Question

in tests of a computer component, it is found that the mean time between failures is 891 hours. a modification is made which is supposed to increase reliability by increasing the time between failures. tests on a sample of 47 modified components produce a mean time between failures of 922 hours, with a standard deviation of 74 hours. test the claim that on average, the modified components last longer than 891 hours between failures, use a level of significance of 1%.
a. what type of test will be used in this problem? select an answer
b. identify the null and alternative hypotheses?
$h_0$: select an answer?
$h_a$: select an answer?
c. is the original claim located in the null or alternative hypothesis? select an answer
d. calculate your test statistic. write the result below, and be sure to round your final answer to two decimal places.

Explanation:

Step1: Determine test type

Since the population standard - deviation is unknown and we are testing a claim about the population mean with a sample, we use a one - sample t - test.

Step2: State hypotheses

The null hypothesis \(H_0\) is a statement of no effect. The claim is that the modified components last longer than 891 hours. So, \(H_0:\mu\leq891\) and \(H_a:\mu > 891\).

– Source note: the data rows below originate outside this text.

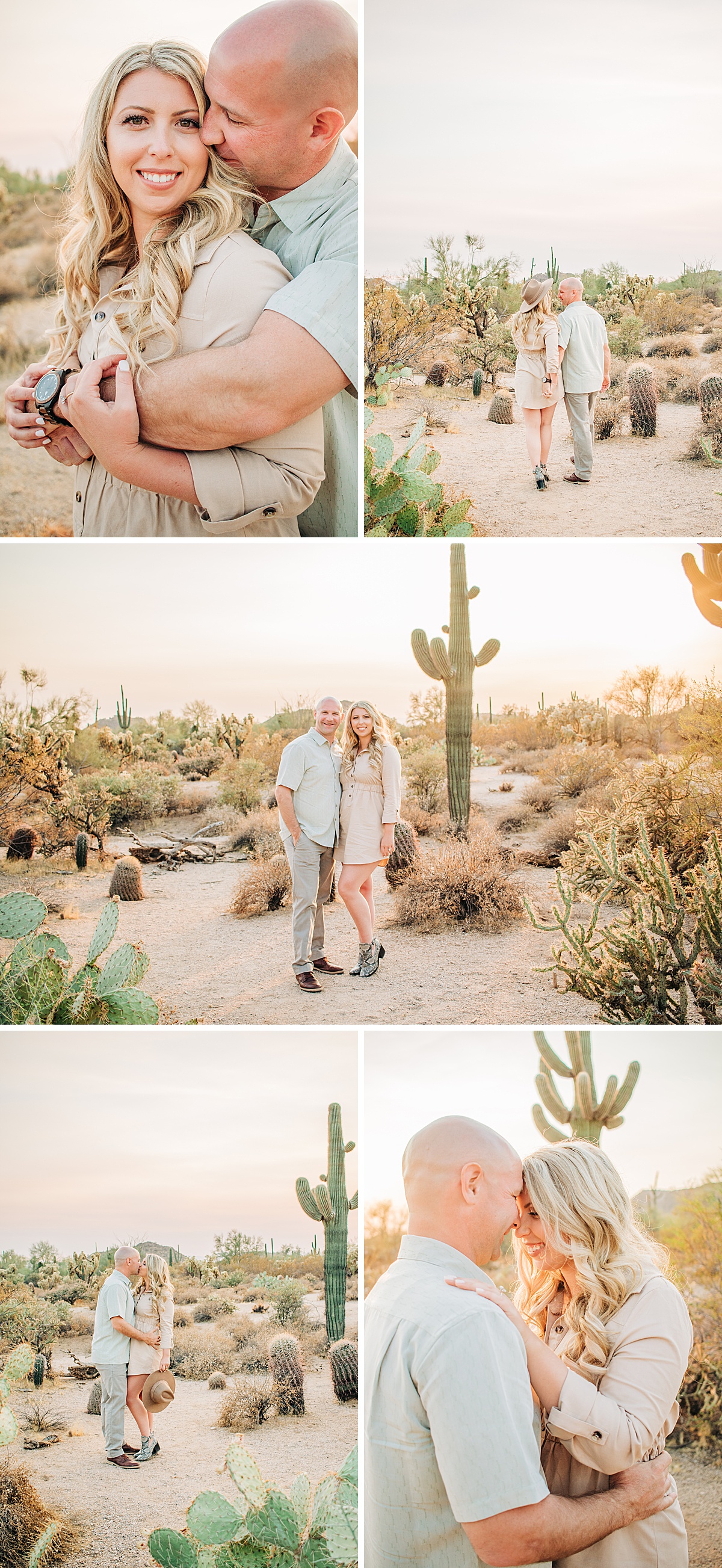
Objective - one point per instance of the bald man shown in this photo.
(308, 794)
(283, 85)
(452, 1462)
(586, 364)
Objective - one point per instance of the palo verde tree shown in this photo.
(455, 665)
(329, 1205)
(587, 1116)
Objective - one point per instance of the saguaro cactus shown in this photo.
(587, 1114)
(455, 665)
(329, 1205)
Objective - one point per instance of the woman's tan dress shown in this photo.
(534, 364)
(151, 1316)
(366, 803)
(625, 1416)
(250, 491)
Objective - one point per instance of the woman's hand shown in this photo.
(493, 1294)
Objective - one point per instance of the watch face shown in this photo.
(48, 387)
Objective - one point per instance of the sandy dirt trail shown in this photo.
(640, 487)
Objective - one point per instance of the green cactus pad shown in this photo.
(19, 1363)
(247, 1476)
(214, 1520)
(43, 1543)
(275, 1523)
(19, 915)
(131, 1007)
(104, 932)
(171, 1550)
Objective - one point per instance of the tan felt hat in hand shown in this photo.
(159, 1390)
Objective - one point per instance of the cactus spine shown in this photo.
(643, 402)
(587, 1114)
(329, 1205)
(455, 665)
(343, 1360)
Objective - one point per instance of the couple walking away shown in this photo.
(528, 1430)
(338, 803)
(203, 366)
(132, 1349)
(560, 356)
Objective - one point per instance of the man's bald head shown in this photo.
(462, 1181)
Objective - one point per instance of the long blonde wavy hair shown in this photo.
(380, 738)
(587, 1214)
(158, 1282)
(98, 226)
(526, 327)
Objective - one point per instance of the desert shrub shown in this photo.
(426, 778)
(264, 888)
(575, 769)
(467, 885)
(247, 1406)
(242, 783)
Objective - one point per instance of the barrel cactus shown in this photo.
(329, 1205)
(285, 1363)
(404, 857)
(501, 410)
(22, 842)
(710, 396)
(128, 880)
(343, 1360)
(643, 402)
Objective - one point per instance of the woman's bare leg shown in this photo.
(357, 893)
(545, 431)
(532, 431)
(135, 1406)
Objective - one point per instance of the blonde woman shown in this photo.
(153, 1311)
(537, 381)
(371, 791)
(156, 261)
(606, 1336)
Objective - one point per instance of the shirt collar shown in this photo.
(297, 208)
(426, 1250)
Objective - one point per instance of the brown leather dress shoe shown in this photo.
(326, 968)
(308, 982)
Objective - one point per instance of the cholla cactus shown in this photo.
(587, 1116)
(267, 1525)
(37, 985)
(455, 665)
(329, 1205)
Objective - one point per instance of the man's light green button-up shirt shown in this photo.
(315, 232)
(449, 1413)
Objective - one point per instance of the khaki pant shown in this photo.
(114, 1390)
(311, 869)
(581, 413)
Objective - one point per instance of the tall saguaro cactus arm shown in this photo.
(329, 1205)
(587, 1116)
(455, 665)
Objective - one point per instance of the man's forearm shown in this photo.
(223, 397)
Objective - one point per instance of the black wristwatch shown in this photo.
(48, 391)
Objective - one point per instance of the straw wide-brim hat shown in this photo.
(159, 1390)
(534, 291)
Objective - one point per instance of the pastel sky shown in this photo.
(49, 66)
(168, 1136)
(591, 129)
(247, 628)
(671, 1123)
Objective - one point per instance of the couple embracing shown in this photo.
(338, 803)
(525, 1430)
(132, 1344)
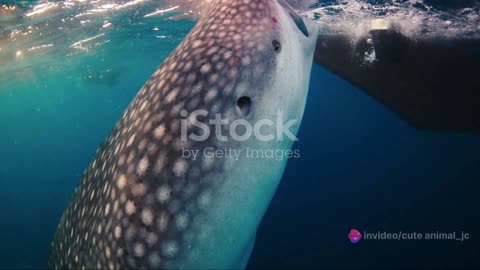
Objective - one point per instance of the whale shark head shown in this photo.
(167, 188)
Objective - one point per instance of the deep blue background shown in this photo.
(363, 167)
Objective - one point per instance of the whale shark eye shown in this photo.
(276, 45)
(300, 23)
(244, 103)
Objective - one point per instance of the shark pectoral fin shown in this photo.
(432, 84)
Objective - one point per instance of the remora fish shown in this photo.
(141, 203)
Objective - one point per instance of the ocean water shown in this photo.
(68, 69)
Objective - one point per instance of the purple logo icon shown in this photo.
(354, 236)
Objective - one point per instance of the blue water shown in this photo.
(361, 166)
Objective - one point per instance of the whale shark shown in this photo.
(143, 202)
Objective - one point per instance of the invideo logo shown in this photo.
(354, 236)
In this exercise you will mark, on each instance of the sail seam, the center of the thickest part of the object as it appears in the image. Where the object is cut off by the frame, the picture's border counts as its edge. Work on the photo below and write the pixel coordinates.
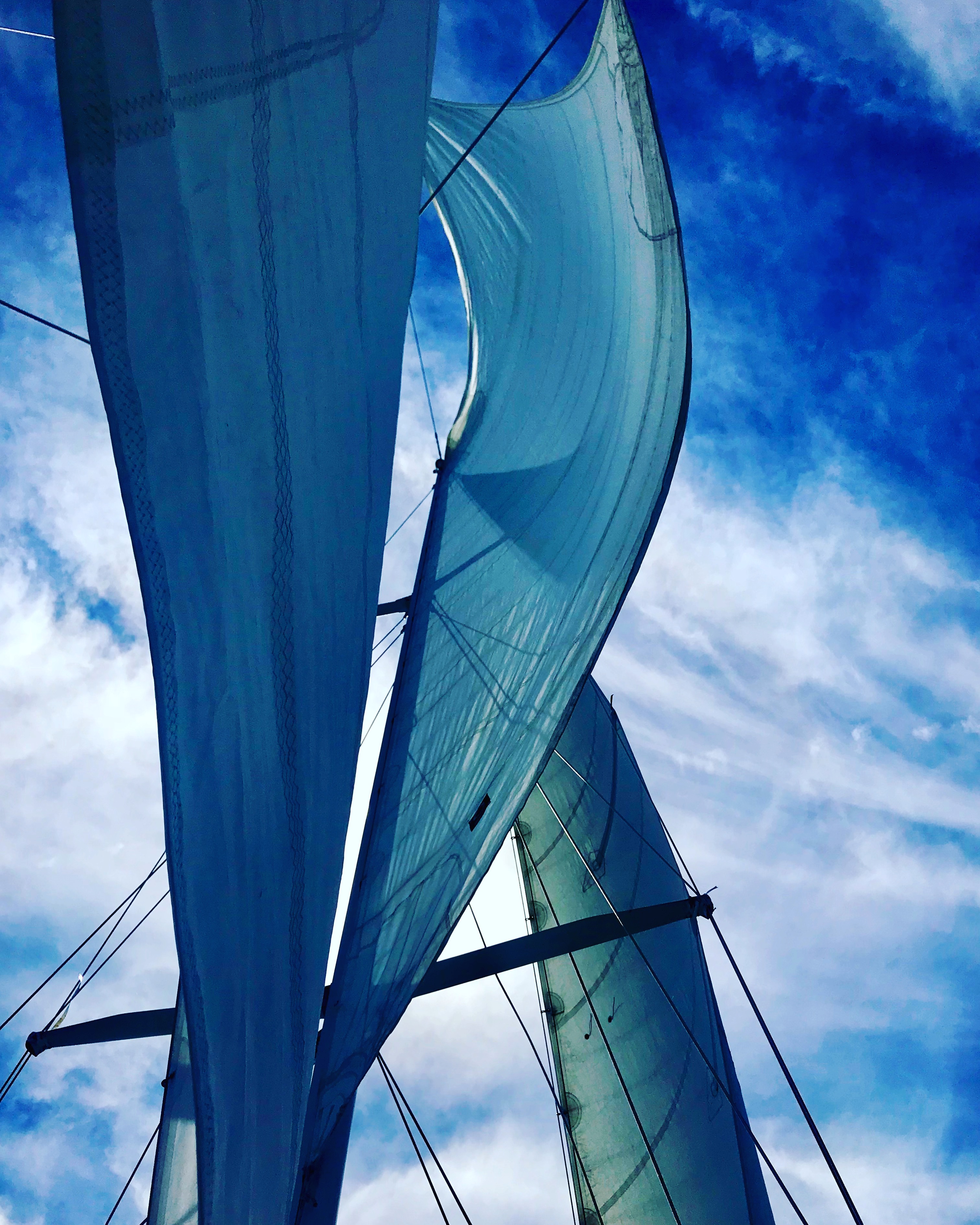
(284, 659)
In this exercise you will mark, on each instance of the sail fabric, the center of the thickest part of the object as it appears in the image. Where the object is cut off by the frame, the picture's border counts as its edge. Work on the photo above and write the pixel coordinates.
(566, 237)
(634, 1088)
(245, 181)
(173, 1192)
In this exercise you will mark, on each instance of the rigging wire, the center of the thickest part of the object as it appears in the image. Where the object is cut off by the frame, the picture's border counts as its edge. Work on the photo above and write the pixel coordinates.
(674, 1009)
(790, 1082)
(595, 1016)
(390, 1075)
(396, 626)
(395, 533)
(503, 107)
(9, 30)
(562, 1114)
(424, 379)
(90, 936)
(625, 820)
(384, 700)
(388, 648)
(411, 1136)
(81, 982)
(566, 1154)
(123, 1192)
(14, 1075)
(771, 1041)
(40, 319)
(132, 933)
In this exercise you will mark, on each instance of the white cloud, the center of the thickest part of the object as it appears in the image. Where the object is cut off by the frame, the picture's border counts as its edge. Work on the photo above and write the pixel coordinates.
(946, 33)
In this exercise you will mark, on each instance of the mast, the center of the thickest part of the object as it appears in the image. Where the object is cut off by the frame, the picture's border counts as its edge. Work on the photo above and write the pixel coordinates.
(245, 182)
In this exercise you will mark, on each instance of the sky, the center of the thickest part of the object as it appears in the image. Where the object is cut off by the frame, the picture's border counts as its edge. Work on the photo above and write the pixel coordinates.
(798, 666)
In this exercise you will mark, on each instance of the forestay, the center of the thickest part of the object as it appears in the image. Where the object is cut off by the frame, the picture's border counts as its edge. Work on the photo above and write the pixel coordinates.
(245, 183)
(635, 1091)
(568, 244)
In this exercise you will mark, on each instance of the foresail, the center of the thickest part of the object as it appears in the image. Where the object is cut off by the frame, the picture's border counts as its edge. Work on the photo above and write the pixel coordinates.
(636, 1093)
(245, 182)
(173, 1194)
(568, 244)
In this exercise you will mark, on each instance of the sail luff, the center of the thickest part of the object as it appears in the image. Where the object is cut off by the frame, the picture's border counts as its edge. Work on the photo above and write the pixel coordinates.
(565, 233)
(245, 183)
(690, 1119)
(173, 1190)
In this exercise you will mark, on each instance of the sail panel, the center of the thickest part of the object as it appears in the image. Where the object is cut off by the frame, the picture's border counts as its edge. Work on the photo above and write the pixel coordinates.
(173, 1192)
(568, 242)
(245, 182)
(633, 1085)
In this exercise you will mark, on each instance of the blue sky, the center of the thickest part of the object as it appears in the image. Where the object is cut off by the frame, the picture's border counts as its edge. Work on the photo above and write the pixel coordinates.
(798, 667)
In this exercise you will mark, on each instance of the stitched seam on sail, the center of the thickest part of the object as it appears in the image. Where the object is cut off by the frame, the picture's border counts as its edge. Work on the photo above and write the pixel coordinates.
(284, 661)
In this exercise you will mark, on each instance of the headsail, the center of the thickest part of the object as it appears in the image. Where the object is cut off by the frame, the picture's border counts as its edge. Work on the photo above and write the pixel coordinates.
(245, 182)
(568, 244)
(640, 1102)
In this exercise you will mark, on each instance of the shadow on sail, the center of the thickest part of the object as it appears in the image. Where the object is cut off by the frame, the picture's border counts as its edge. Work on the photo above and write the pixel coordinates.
(647, 1123)
(245, 182)
(566, 238)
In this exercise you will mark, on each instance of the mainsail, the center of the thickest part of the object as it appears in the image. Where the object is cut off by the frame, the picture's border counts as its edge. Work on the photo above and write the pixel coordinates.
(646, 1115)
(245, 182)
(566, 238)
(173, 1192)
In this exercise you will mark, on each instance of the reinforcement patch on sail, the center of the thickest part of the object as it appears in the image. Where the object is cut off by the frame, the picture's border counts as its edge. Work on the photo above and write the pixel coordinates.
(245, 183)
(645, 1115)
(173, 1192)
(568, 243)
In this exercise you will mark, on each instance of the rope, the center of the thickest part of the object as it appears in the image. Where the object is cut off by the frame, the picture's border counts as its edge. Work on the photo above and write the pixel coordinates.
(771, 1041)
(133, 933)
(790, 1082)
(90, 936)
(14, 1074)
(384, 700)
(123, 1192)
(608, 1047)
(503, 107)
(386, 650)
(396, 626)
(9, 30)
(566, 1153)
(625, 820)
(424, 380)
(418, 1154)
(395, 533)
(674, 1009)
(563, 1114)
(389, 1072)
(37, 319)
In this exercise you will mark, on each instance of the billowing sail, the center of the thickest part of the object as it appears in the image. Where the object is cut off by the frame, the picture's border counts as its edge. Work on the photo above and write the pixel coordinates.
(173, 1192)
(646, 1115)
(568, 244)
(245, 182)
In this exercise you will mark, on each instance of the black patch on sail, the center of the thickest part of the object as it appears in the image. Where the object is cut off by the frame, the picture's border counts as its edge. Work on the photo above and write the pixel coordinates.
(483, 807)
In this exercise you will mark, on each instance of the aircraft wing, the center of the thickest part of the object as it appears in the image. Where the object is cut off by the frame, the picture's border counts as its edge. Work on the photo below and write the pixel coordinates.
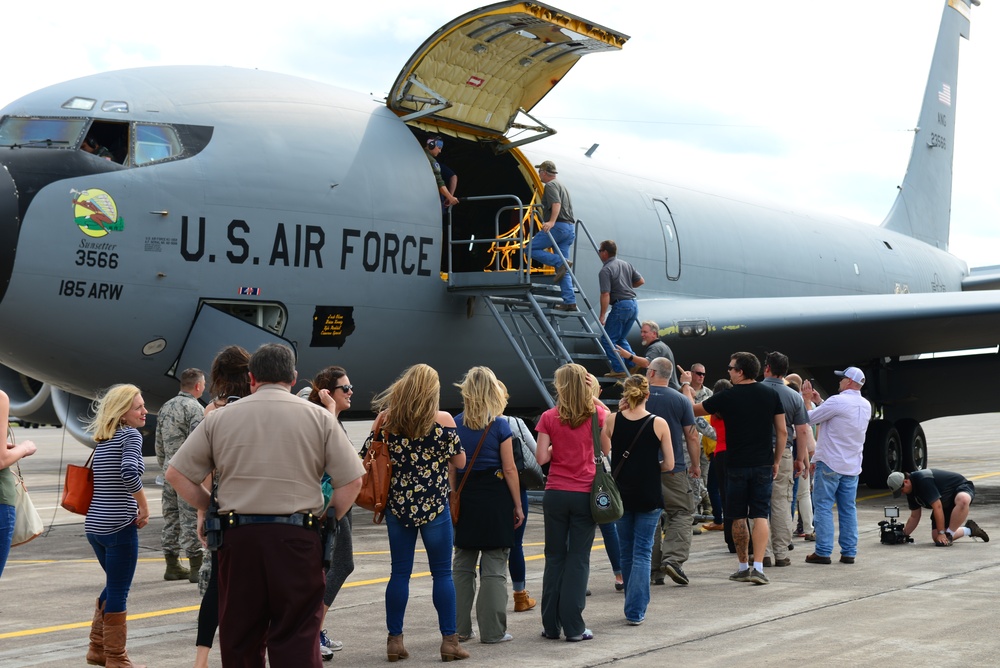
(833, 331)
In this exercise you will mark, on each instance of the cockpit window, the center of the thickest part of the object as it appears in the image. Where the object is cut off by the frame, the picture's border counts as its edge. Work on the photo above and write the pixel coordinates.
(155, 142)
(41, 132)
(116, 106)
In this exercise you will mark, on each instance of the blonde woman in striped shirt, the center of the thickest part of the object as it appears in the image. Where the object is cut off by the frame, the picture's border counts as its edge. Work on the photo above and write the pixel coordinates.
(117, 511)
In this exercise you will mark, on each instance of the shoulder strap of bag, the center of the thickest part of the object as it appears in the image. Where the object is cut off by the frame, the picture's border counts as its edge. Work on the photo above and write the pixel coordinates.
(649, 418)
(468, 466)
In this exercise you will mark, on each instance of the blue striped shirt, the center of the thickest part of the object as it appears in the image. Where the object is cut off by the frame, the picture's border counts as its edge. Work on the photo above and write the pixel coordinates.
(118, 469)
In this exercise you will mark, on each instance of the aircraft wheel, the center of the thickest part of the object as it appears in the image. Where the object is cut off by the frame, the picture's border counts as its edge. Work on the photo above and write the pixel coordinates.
(883, 453)
(911, 434)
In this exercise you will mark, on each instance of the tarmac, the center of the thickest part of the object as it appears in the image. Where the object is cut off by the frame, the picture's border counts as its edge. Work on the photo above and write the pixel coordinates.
(912, 604)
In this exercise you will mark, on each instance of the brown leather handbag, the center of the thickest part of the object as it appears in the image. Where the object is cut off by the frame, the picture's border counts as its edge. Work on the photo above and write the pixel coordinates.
(374, 494)
(78, 490)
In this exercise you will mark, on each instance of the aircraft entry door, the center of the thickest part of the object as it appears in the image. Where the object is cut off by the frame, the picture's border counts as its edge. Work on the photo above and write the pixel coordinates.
(670, 241)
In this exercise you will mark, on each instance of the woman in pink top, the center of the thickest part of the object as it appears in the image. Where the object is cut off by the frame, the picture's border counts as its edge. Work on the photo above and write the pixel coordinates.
(565, 441)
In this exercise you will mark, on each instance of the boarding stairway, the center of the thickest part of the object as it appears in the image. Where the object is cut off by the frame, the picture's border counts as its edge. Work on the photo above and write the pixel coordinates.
(522, 299)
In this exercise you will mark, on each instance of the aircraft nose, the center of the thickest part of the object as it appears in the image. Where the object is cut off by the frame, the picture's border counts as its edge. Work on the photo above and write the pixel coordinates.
(10, 225)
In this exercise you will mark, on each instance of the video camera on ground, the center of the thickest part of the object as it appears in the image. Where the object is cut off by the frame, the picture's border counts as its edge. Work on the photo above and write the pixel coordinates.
(891, 531)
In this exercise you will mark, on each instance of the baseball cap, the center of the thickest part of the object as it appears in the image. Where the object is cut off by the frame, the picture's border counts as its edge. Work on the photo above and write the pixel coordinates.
(854, 373)
(547, 166)
(895, 482)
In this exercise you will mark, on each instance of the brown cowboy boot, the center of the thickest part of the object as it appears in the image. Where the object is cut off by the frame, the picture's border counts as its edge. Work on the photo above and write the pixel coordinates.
(394, 648)
(95, 653)
(115, 634)
(522, 601)
(451, 650)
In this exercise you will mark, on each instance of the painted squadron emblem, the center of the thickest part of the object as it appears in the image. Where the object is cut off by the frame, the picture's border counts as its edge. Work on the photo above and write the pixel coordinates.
(96, 213)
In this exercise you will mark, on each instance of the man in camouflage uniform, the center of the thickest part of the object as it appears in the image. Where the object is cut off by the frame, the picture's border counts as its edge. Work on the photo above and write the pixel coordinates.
(176, 420)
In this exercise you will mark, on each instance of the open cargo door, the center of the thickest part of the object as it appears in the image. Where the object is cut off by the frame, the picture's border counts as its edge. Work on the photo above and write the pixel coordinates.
(475, 75)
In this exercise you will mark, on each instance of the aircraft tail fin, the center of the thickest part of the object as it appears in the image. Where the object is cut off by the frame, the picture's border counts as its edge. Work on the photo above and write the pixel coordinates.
(923, 206)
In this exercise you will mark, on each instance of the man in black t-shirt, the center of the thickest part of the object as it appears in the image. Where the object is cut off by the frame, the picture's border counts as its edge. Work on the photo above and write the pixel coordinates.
(751, 411)
(947, 495)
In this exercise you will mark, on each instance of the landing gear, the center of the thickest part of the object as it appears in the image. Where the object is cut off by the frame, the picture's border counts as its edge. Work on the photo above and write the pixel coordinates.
(911, 435)
(883, 453)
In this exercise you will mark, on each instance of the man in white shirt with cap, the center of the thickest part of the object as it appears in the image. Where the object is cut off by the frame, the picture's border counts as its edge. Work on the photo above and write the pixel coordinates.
(844, 418)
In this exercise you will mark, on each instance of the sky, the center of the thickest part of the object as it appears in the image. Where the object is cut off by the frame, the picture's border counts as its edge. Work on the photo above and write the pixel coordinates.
(807, 104)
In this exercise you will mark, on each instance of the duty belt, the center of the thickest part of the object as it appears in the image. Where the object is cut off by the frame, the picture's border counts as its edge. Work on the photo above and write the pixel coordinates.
(231, 520)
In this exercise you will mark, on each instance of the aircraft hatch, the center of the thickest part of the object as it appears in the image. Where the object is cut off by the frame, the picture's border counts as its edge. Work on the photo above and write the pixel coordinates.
(212, 325)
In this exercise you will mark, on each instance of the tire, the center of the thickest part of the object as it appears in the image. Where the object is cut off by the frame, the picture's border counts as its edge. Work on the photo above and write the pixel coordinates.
(911, 434)
(883, 454)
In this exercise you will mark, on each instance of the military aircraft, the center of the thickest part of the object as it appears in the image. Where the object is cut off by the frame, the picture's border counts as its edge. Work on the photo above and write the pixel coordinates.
(225, 206)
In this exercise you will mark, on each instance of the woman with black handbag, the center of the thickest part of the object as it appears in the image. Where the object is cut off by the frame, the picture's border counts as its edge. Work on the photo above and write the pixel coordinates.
(565, 439)
(640, 450)
(491, 507)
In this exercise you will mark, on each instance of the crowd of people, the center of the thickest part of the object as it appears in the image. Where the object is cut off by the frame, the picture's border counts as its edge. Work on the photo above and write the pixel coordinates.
(275, 468)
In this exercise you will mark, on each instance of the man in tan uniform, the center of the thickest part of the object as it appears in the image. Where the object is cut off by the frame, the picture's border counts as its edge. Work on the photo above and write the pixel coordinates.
(270, 450)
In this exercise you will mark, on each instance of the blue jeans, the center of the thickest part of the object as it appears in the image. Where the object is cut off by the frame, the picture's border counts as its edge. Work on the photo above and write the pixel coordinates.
(563, 234)
(438, 538)
(7, 516)
(636, 531)
(515, 563)
(829, 487)
(117, 553)
(609, 532)
(617, 323)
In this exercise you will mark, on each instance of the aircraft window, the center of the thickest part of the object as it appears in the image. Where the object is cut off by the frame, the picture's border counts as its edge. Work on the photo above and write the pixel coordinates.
(266, 315)
(41, 132)
(116, 106)
(79, 103)
(156, 142)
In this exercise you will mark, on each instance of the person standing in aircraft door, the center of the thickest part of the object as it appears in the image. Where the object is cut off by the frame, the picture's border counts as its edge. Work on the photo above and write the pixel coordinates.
(618, 280)
(433, 147)
(649, 334)
(558, 220)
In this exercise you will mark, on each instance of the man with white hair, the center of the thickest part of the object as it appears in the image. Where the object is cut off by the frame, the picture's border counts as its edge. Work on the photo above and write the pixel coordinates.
(837, 463)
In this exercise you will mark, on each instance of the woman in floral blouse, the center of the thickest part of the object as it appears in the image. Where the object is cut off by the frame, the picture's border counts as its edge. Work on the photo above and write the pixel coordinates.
(425, 450)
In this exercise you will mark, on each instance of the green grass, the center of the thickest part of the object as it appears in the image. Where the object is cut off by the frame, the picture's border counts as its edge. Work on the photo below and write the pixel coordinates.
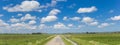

Step3: Locate original claim

The original claim "on average, the modified components last longer than 891 hours" is \(H_a:\mu > 891\), so the original claim is in the alternative hypothesis.

Step4: Calculate test statistic

The formula for the one - sample t - test statistic is \(t=\frac{\bar{x}-\mu}{s/\sqrt{n}}\), where \(\bar{x} = 922\), \(\mu = 891\), \(s = 74\), and \(n = 47\).
\[t=\frac{922 - 891}{74/\sqrt{47}}\]
\[t=\frac{31}{74/\sqrt{47}}\]
\[t=\frac{31}{74/6.8557}\]
\[t=\frac{31}{10.794}\]
\[t\approx2.87\]

Answer:

a. One - sample t - test
b. \(H_0:\mu\leq891\), \(H_a:\mu > 891\)
c. Alternative hypothesis
d. \(2.87\)